Il Tron del 1982 era un film Disney in tutti i sensi, prodotto divertente per famiglie tutto azione e fantasia. Aveva però anche la caratteristica inusuale di raccontare con rara precisione un mondo che nessuno raccontava, quello caro agli (allora pochi) appassionati di informatica. Sebbene filtrata da molte concessioni che la avvicinavano al fantasy, la storia di Tron metteva in scena piastre madri, sistemi I/O, programmi, codici, sistemi di controllo e via dicendo mantenendo inalterati i loro reali rapporti di forza. I programmi, simili ad umani che credono nei loro creatori come fossero divinità, interagivano con le componenti di un calcolatore seguendo le regole del vero mondo dell’informatica con una precisione tutta geek eguagliata solo dall’altro cult Wargames (nel film Tron Legacy citato nella battuta: “L’unico modo di vincere è non giocare”).
Lo dirò subito, il finale di Tron Legacy, nel quale Kevin e Sam Flynn con Quorra subiscono l’attacco di Clu (alter ego di Kevin) riecheggia l’epicità di Star Wars in quanto Kevin impersona l’Obi–Wan Kenobi della situazione e lascia in bocca un residuo di già visto.
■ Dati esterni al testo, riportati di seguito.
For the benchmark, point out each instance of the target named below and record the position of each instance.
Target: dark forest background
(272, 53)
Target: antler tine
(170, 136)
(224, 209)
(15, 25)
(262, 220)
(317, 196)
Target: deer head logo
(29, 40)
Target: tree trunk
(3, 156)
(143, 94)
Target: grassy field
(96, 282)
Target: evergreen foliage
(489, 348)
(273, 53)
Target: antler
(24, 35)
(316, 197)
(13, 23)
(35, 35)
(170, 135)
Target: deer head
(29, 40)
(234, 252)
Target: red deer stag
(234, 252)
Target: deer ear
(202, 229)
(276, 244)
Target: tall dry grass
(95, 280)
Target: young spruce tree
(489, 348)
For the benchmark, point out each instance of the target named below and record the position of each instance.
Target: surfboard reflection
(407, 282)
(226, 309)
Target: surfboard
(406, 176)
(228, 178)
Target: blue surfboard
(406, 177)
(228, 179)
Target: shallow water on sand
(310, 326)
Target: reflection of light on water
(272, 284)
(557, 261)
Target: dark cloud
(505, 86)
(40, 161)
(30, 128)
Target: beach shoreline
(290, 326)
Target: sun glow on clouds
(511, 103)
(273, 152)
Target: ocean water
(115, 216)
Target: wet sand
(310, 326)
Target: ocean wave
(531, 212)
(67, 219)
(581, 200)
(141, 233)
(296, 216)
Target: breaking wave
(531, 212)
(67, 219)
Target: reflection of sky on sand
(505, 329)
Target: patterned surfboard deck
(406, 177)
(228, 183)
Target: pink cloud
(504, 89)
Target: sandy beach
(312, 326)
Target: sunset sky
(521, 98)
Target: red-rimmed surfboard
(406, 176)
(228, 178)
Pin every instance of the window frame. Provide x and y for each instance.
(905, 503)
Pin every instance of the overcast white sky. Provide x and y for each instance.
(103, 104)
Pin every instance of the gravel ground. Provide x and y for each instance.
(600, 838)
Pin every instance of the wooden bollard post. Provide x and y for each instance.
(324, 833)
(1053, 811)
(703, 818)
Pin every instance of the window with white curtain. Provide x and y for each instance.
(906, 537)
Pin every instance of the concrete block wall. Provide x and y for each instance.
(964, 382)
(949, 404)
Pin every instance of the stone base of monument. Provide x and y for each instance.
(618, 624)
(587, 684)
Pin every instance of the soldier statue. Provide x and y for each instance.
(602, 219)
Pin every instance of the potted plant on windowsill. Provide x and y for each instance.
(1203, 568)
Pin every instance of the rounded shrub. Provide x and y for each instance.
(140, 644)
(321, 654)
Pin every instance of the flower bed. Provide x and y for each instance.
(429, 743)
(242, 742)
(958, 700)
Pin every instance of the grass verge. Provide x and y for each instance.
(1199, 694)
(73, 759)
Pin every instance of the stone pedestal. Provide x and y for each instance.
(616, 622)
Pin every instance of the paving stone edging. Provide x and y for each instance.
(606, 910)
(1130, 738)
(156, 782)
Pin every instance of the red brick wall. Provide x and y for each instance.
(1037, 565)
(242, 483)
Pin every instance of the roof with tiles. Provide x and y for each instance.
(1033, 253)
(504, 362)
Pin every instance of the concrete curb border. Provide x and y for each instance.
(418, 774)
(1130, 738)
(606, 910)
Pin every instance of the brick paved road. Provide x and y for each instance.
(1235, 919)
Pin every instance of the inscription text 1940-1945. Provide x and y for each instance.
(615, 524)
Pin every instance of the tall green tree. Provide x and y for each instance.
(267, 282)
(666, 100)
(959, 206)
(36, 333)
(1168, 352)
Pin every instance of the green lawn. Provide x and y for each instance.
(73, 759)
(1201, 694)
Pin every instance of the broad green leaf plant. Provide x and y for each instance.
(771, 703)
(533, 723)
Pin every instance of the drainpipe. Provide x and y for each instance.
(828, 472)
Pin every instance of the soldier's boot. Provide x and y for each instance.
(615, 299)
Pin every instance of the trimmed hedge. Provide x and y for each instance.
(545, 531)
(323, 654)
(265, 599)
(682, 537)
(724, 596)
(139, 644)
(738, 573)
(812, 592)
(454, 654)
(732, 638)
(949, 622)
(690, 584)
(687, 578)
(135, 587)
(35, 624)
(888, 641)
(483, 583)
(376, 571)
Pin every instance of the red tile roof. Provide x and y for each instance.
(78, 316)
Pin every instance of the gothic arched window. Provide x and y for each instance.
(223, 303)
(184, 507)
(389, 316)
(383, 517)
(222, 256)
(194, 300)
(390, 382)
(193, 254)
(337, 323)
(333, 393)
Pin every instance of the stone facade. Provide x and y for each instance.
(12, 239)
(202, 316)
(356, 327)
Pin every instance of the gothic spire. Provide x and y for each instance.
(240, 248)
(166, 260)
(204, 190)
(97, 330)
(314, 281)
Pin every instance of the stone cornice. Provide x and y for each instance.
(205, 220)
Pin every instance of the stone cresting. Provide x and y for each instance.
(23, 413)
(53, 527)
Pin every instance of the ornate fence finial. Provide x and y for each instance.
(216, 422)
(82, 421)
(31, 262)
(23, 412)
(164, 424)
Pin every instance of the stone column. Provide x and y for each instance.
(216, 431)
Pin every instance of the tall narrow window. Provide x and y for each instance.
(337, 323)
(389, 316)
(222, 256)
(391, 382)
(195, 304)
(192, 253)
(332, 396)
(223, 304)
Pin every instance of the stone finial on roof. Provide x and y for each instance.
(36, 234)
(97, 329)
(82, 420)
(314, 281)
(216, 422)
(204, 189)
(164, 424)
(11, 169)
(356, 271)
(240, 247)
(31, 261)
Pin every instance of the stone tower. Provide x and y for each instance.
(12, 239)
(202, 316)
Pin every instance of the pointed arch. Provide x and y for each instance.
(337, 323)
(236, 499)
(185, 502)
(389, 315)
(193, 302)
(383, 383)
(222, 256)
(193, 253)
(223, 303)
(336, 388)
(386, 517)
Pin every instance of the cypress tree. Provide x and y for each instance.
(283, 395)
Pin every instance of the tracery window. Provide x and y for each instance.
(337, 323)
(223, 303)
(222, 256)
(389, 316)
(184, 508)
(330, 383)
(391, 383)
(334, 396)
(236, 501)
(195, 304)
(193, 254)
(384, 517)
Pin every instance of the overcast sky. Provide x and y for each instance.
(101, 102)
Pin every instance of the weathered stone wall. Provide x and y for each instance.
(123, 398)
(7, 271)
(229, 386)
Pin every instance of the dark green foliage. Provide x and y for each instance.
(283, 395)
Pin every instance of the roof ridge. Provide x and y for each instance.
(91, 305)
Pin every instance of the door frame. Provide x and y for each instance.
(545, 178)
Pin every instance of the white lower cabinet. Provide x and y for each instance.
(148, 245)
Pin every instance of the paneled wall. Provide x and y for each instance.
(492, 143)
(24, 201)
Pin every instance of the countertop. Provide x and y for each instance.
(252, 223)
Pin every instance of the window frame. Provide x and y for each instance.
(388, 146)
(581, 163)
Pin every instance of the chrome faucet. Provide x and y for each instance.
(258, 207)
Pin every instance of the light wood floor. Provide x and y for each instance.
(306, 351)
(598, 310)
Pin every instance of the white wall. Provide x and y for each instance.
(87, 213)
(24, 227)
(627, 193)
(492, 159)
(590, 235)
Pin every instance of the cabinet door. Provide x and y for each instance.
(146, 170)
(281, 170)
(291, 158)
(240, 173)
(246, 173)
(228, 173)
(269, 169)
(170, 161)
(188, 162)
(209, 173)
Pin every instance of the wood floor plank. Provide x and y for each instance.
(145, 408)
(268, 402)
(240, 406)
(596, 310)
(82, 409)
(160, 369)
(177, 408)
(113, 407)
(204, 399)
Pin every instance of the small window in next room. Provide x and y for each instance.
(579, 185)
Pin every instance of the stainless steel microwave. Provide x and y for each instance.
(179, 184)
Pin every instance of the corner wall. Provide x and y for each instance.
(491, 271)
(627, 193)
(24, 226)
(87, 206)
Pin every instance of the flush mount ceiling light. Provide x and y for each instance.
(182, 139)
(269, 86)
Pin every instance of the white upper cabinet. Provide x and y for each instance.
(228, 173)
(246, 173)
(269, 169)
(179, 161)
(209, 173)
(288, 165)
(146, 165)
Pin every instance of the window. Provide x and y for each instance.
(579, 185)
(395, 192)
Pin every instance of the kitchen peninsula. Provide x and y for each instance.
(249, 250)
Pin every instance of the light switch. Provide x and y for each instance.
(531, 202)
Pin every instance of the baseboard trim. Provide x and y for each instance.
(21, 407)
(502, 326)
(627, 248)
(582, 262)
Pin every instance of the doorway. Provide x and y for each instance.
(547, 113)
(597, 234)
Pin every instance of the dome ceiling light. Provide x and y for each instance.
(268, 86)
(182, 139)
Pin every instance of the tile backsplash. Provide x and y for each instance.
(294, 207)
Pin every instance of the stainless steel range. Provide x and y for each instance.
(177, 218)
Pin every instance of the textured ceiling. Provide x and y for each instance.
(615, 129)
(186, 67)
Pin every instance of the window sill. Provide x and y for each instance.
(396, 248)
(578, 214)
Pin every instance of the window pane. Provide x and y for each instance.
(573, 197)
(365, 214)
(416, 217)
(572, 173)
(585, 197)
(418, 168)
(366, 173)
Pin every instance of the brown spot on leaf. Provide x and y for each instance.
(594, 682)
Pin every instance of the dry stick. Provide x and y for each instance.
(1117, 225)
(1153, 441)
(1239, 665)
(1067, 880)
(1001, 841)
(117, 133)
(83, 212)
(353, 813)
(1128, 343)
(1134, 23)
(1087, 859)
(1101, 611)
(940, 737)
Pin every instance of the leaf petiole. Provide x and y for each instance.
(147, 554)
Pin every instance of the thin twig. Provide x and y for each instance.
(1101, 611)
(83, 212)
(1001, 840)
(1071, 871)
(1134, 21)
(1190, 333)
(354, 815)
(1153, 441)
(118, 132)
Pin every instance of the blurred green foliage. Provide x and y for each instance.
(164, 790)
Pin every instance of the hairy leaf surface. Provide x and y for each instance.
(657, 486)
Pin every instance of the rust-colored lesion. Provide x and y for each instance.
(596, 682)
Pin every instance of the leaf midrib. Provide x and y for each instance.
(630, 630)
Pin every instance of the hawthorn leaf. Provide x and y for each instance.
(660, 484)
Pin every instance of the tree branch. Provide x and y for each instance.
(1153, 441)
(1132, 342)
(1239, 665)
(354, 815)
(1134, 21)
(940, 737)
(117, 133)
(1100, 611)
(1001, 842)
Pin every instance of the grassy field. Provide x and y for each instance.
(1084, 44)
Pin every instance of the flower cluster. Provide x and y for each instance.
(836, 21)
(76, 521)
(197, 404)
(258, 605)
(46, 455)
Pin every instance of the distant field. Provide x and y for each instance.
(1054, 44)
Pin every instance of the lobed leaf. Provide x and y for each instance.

La cosa bella è la visione di grandi effetti visivi in 3d che lasciano a bocca aperta per complessità e bravura. Il risultato è un’esperienza immersiva che fonde video stereoscopico e audio con un potere evocativo, straniante e suggestivo anche superiore a quello di Avatar.
Tron: Legacy è un film però in cui si ridefiniscono definitivamente i rapporti che umano e tecnologico intrattengono nelle narrazioni. Là dove la fantascienza solitamente sancisce la vittoria dello spirito sulla materia, cioè dell’umano sul tecnologico, Tron: Legacy si spinge fino a cercare lo spirituale nel digitale, una possibilità di rinascita tra il religioso e il mistico che ha origine nel cuore della tecnologia stessa.
Colmo di riferimenti, citazioni e omaggi all’originale, il film comincia a deviare dal percorso della nostalgia aggiornata per perseguire quella che sembra la sua vera vocazione: creare un universo di immagini e suoni il cui senso e la cui potenza comunicativa vada al di là della storia raccontata.